Il governante Miguel Díaz-Canel ha ammesso il panorama critico che attraversa l'economia cubana, con un decremento del Prodotto Interno Lordo (PIL) del 4% al termine del terzo trimestre.
“Con la chiusura del terzo trimestre, il PIL diminuisce di oltre il 4%, l'inflazione schizza, l'economia è parzialmente paralizzata, la generazione termica è critica, i prezzi rimangono elevati, non vengono rispettate le consegne degli alimenti normati e le produzioni agropecuarie e dell'industria alimentare non soddisfano le necessità della popolazione,” ha ammesso questo sabato durante il discorso di chiusura dell'XI Plenario del Comitato Centrale del Partito Comunista di Cuba.
Il governante ha dipinto questo panorama "alla fine di un altro anno difficile", del quale ha in particolare responsabilizzato, come è consueto nella retorica del regime, l'embargo statunitense e l'esilio cubano-americano.
"A tutto ciò si devono aggiungere le costose perdite provocate dal devastante passaggio dell'uragano Melissa", si lamentò.
Díaz-Canel poi dipinse un altro quadro lontano dalla realtà cubana, con presunta “partecipazione popolare”, sostegno al suo governo e contrassegnato dal prestigio dei “dirigenti e quadri per affrontare davanti alla popolazione i principali problemi”.
“C'è povertà a Cuba, dicono tutti i giorni i mezzi di informazione creati da coloro che applaudono il blocco e le misure di asfissia. Sì, c'è una enorme carenza materiale a Cuba, generata dalla politica genocida che paga generosamente coloro che celebrano quella povertà. Nessuno può essere soddisfatto di ciò e lavoreremo senza sosta per la prosperità che questo popolo merita”, ha assicurato sulla stessa linea.
Egli, anche leader del PCC, ha sottolineato che il ennesimo progetto per “correggere le distorsioni e rilanciare l'economia non è uno slogan, è una battaglia concreta per la stabilità della vita quotidiana, affinché lo stipendio sia sufficiente, affinché il cibo non manchi sulla tavola, affinché finiscano i blackout, affinché il trasporto si rilanci, affinché la scuola, l'ospedale e i servizi di base funzionino con la qualità che meritiamo”.
“Abbiamo dibattuto con franchezza, senza trionfalismi, e abbiamo difeso un'agenda economica che va alla radice dei problemi e impegna ogni ente, ogni territorio e ogni quadro,” ha assicurato, nonostante la disastrosa politica economica del suo governo negli ultimi anni.
Discorso vuoto e crisi
In mezzo a una crisi nazionale senza precedenti —blackout, inflazione sfrenata, repressione, carenza cronica e un'esodo che svuota il paese—, la dirigenza al potere ha ripetuto il vecchio copione della cosiddetta “rivoluzione”: resistere, incolpare il nemico, difendere l'unità e promettere correzioni che non arrivano mai.
Mentre i cubani cercano di sopravvivere a una realtà sempre più precaria, i loro dirigenti si aggrappano a un discorso che non descrive più il paese, ma lo traveste.
I plenari del PCC sono diventati cerimonie di riaffermazione ideologica più che spazi di politica reale.

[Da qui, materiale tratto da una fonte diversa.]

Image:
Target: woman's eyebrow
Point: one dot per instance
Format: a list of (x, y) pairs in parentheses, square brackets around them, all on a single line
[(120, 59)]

E ogni nuovo incontro conferma lo stesso: che il potere del regime non sa convivere con la realtà e i fatti, e si rifugia nella retorica vuota e mendace di una supposta “battaglia di idee”, in cui solo gli “eredi” e artefici della “continuità” hanno la parola.
Díaz-Canel, nella sua doppia veste di governante e primo segretario del PCC, ha nuovamente insistito sul fatto che "l'unità è la garanzia che Cuba continuerà a essere libera, indipendente e sovrana", come riportato dal sito web della Presidenza.